In a nook of this kind, far from any path, and tenderly withdrawn into its own green rest, the lonely and bewildered girl stopped suddenly, and began to think. She drew forth the letter which had grieved her so; and she wondered that it had not grieved her more. It was not yet clear to her young frank mind that suspicion, like a mole, was at work in it. To get her thoughts better, and to feel some goodness, she sat upon a peaceful turret of new spear-grass, and spread her letter open, and began to cry. She knew that this was not at all the proper way to take things; and yet if any one had come, and preached to her, and proved it all, she could have made no other answer than to cry the more for it.

The beautiful light of the glancing day turned corners, and came round to her; the lovable joy of the many, many things which there is no time to notice, spread itself silently upon the air, or told itself only in fragrance; and the glossy young blades of grass stood up, and complacently measured their shadows.

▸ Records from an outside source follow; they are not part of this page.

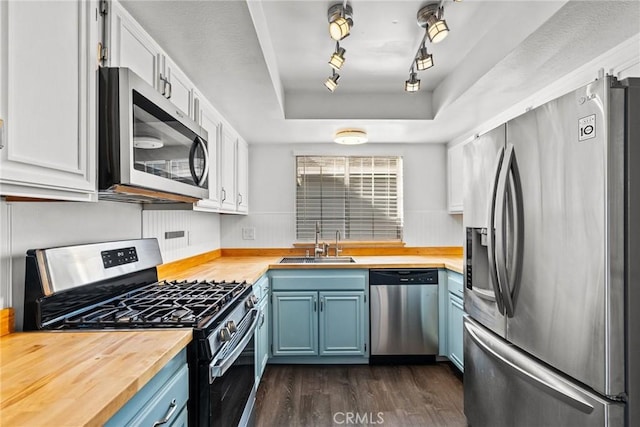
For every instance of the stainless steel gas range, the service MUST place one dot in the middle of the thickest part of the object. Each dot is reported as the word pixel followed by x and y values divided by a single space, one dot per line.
pixel 114 285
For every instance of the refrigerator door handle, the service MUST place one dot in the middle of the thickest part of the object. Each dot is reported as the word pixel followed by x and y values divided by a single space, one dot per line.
pixel 491 243
pixel 516 198
pixel 487 295
pixel 526 368
pixel 509 199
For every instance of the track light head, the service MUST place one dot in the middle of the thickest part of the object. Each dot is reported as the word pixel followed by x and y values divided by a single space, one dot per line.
pixel 430 17
pixel 340 21
pixel 413 84
pixel 424 60
pixel 332 82
pixel 337 59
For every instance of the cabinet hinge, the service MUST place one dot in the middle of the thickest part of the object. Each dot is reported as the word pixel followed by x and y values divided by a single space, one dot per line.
pixel 104 7
pixel 103 52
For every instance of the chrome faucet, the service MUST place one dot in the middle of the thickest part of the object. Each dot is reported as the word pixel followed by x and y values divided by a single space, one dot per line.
pixel 319 250
pixel 338 250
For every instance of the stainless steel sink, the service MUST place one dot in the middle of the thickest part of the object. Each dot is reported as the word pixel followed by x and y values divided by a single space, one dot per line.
pixel 319 260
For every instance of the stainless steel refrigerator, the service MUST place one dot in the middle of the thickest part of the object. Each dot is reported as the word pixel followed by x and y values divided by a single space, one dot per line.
pixel 552 264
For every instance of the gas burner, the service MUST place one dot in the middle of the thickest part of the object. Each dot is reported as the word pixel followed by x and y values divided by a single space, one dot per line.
pixel 165 303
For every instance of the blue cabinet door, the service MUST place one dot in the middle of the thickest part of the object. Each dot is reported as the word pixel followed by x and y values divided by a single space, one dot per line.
pixel 456 314
pixel 262 339
pixel 342 326
pixel 295 323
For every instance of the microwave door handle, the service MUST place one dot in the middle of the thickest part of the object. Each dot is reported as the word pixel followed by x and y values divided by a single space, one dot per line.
pixel 198 180
pixel 205 170
pixel 491 245
pixel 516 211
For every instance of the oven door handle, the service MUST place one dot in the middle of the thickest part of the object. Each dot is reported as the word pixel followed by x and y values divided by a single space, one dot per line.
pixel 218 367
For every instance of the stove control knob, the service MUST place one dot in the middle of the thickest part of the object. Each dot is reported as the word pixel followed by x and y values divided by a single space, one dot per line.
pixel 231 326
pixel 224 335
pixel 251 301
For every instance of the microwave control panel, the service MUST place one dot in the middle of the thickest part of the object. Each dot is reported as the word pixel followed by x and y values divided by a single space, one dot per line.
pixel 117 257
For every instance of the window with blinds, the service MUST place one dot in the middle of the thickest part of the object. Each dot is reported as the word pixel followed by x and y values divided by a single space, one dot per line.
pixel 360 196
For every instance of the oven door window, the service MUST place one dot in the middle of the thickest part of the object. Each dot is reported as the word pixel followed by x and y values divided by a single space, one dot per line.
pixel 165 147
pixel 230 393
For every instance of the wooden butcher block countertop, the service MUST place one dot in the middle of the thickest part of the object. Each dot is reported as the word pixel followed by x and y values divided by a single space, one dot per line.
pixel 78 378
pixel 250 268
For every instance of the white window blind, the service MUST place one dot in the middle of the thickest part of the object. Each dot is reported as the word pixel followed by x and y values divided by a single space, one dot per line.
pixel 360 196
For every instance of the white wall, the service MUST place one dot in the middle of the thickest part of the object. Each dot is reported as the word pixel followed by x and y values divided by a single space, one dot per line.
pixel 201 232
pixel 272 194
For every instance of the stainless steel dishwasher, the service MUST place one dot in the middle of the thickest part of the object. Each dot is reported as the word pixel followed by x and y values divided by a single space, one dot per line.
pixel 403 315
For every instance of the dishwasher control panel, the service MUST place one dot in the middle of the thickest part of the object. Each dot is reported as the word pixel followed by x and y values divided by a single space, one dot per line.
pixel 385 276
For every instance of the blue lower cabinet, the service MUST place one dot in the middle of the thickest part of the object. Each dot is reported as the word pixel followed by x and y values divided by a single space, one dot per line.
pixel 318 323
pixel 295 323
pixel 342 323
pixel 162 401
pixel 319 316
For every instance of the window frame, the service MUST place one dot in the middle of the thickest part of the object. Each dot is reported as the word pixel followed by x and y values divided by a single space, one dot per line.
pixel 329 232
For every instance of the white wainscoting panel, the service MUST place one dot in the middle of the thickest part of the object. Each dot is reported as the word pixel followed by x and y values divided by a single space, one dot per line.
pixel 201 232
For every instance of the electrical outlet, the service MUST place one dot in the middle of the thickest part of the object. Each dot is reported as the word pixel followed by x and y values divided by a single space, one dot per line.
pixel 248 233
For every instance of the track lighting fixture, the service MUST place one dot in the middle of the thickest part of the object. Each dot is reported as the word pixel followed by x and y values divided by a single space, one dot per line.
pixel 340 20
pixel 337 59
pixel 332 82
pixel 430 18
pixel 413 84
pixel 424 60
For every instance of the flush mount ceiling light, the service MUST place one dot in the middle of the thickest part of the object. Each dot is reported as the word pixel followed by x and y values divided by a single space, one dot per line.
pixel 340 20
pixel 332 82
pixel 337 59
pixel 413 84
pixel 424 60
pixel 351 137
pixel 430 17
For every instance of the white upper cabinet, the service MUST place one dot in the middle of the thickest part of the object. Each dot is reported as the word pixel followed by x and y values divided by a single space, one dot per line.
pixel 242 176
pixel 48 52
pixel 455 170
pixel 228 161
pixel 178 87
pixel 210 120
pixel 128 45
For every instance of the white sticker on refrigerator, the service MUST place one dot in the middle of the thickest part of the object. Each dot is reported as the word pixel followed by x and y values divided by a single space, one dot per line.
pixel 587 127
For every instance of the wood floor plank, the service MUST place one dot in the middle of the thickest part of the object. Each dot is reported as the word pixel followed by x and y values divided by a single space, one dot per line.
pixel 353 395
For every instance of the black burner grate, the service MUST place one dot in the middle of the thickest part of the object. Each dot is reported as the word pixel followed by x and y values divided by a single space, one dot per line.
pixel 160 304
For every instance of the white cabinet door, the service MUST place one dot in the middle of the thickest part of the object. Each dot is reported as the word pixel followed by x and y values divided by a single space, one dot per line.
pixel 49 63
pixel 454 178
pixel 131 47
pixel 228 170
pixel 180 89
pixel 210 121
pixel 242 176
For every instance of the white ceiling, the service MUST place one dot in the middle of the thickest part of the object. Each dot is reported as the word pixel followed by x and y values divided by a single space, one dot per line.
pixel 262 63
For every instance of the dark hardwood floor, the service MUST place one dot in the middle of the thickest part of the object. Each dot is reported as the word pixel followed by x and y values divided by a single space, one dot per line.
pixel 326 395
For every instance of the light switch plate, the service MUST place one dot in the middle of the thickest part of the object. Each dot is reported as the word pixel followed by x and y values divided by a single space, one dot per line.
pixel 248 233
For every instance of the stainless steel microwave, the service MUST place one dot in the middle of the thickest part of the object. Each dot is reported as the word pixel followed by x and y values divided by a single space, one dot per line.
pixel 148 150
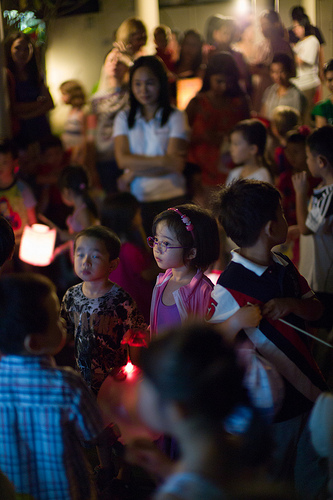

Here lay Grace for a long sad hour, taking no heed of the things around her, however much they heeded her. The white windflower with its drooping bells, and the bluebell, and the harebell, and the pasque-flower—softest of all soft tints—likewise the delicate stitchwort, and the breath of the lingering primrose, and the white violet that outvies its sister (that sweet usurper of the coloured name) in fragrance and in purity; and hiding for its life, without any one to seek, the sensitive wood-sorrel; and, in and out, and behind them all, the cups, and the sceptres, and the balls of moss, and the shells and the combs of lichen—in the middle of the whole, this foolish maid had not one thought to throw to them. She ought to have sighed at their power of coming one after another for ever, whereas her own life was but a morning dew; but she failed to make any such reflection.